With a 5070 Ti performance that's a weird choice for R&D as well. You won't be able to train models that require anywhere near 100GB VRAM due to slow processing, and 5070 Ti is under $1k
Yeah, that's mostly fair, but it kind of misses the point. This is a professional tool for AI R&D. Not something that strives to be the cheapest possible option for the homelab. It's fine to use them in the lab, but that's not who they built it for.
If I wanted to I could go on ebay, buy a bunch of parts, build my own system, install my own OS, compile a bunch of junk, tinker with config files for days, and then fire up an extra generator to cope with the 2-4x higher power requirements. For all that work I might save a couple of grand and will be able to actually do less with it. Or... I could just buy a GB10 device and turn it on.
It comes preconfigured to run headless and use the NVIDIA ecosystem. Mine has literally never had a monitor attached to it. NVIDIA has guides and playbooks, preconfigured docker containers, and documentation to get me up and developing in minutes to hours instead of days or weeks. If it breaks I just factory reset it. On top of that it has the added benefit of 200Gbe QSFP networking that would cost $1,500 on it's own. If I decide I need more oomph and want a cluster I just buy another one and connect them, then copy/paste the instructions from NVIDIA.
Not really, not it isn't, because it's deliberately gimped and doesn't support the same feature-set as the datacenter GPUs[1]. So as a professional development box to e.g. write CUDA kernels before you burn valuable B200 time it's completely useless. You're much better off getting an RTX 6000 or two, which is also gimped, but at least is much faster.
Fair enough if that's your use case. I have to be honest with you though, I've never written cuda code in my life and wouldn't know sm_121 from LMNOPO. :)
It does seem really shady that they'd claim it to be 5th gen tensor cores and then not support the full feature set. I searched through the spark forums, and as that poster said nobody is answering the question.
But how much is MY time worth? Every hour I spend fixing some goof up Jimmy in I.T. made or Googling obscure incompatibilities is another hour I could have been productive.

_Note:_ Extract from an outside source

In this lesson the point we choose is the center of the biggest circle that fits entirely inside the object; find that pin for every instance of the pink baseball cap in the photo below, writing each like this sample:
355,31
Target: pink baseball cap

I guarantee you the $5 a month option is easier than what you're setting up on a DGX Spark. Which should make sense, because you can buy server hardware for cheaper in the long run.
Sorry, I misunderstood you. My comment was comparing the cost of DIY hardware with buying a Gb10 based system. I thought you'd meant I should pay someone $5/hr to build manage the hardware for me (presumably by outsourcing).

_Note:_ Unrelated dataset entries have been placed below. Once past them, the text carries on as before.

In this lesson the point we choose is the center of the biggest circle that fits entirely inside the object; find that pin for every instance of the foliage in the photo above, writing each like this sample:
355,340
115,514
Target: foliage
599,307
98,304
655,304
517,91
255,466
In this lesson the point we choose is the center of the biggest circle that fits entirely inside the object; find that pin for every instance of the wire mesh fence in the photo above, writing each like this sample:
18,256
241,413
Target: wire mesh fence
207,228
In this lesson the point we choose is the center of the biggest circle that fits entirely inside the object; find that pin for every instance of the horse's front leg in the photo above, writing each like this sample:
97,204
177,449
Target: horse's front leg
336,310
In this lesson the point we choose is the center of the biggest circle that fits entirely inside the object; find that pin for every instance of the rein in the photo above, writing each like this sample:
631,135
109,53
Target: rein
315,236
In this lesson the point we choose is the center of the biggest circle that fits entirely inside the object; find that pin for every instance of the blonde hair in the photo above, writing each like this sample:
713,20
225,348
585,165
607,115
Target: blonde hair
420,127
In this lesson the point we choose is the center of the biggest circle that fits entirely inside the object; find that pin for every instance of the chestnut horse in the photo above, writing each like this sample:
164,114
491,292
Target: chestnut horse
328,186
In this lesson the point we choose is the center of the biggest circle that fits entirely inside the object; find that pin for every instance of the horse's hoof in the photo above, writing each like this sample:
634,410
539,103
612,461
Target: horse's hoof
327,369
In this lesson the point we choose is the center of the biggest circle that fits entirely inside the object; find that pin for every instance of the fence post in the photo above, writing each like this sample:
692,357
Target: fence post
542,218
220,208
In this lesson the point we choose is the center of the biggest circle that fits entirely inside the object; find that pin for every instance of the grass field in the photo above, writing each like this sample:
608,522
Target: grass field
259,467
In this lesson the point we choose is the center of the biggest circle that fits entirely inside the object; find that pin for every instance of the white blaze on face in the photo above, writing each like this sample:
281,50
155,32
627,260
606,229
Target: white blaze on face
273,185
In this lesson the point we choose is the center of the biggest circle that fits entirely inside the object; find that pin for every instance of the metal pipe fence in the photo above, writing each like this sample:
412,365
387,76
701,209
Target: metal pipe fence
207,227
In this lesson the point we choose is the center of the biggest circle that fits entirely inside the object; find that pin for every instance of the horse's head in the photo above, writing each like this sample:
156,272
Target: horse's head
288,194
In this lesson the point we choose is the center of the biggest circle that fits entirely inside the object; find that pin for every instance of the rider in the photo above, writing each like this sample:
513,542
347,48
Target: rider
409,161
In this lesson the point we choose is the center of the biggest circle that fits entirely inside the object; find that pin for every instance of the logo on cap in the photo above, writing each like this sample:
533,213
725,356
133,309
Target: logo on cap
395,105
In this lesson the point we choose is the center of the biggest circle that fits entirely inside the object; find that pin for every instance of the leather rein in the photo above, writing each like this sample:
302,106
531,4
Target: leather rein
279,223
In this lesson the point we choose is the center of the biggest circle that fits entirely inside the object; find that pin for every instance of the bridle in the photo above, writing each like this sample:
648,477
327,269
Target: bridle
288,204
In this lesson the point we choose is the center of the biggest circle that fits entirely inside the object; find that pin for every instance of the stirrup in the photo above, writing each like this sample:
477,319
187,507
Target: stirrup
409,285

The cloud is fine, if you're OK with your workload being on someone else's computer. I'm not. Plus with my usage levels I would be in the red within 2 months when comparing costs.
Your point about server hardware might make sense for some folks. I haven't actually looked, because in my case I'm using it as a dev system that sits on my desk. Part of it's appeal is that it's small/quiet.
I COULD opt to just buy the hardware and get a real server though, since I run my spark headless. I just assumed the cost of colo'ing it someplace would rule that out. I haven't actually done the math though. Have you?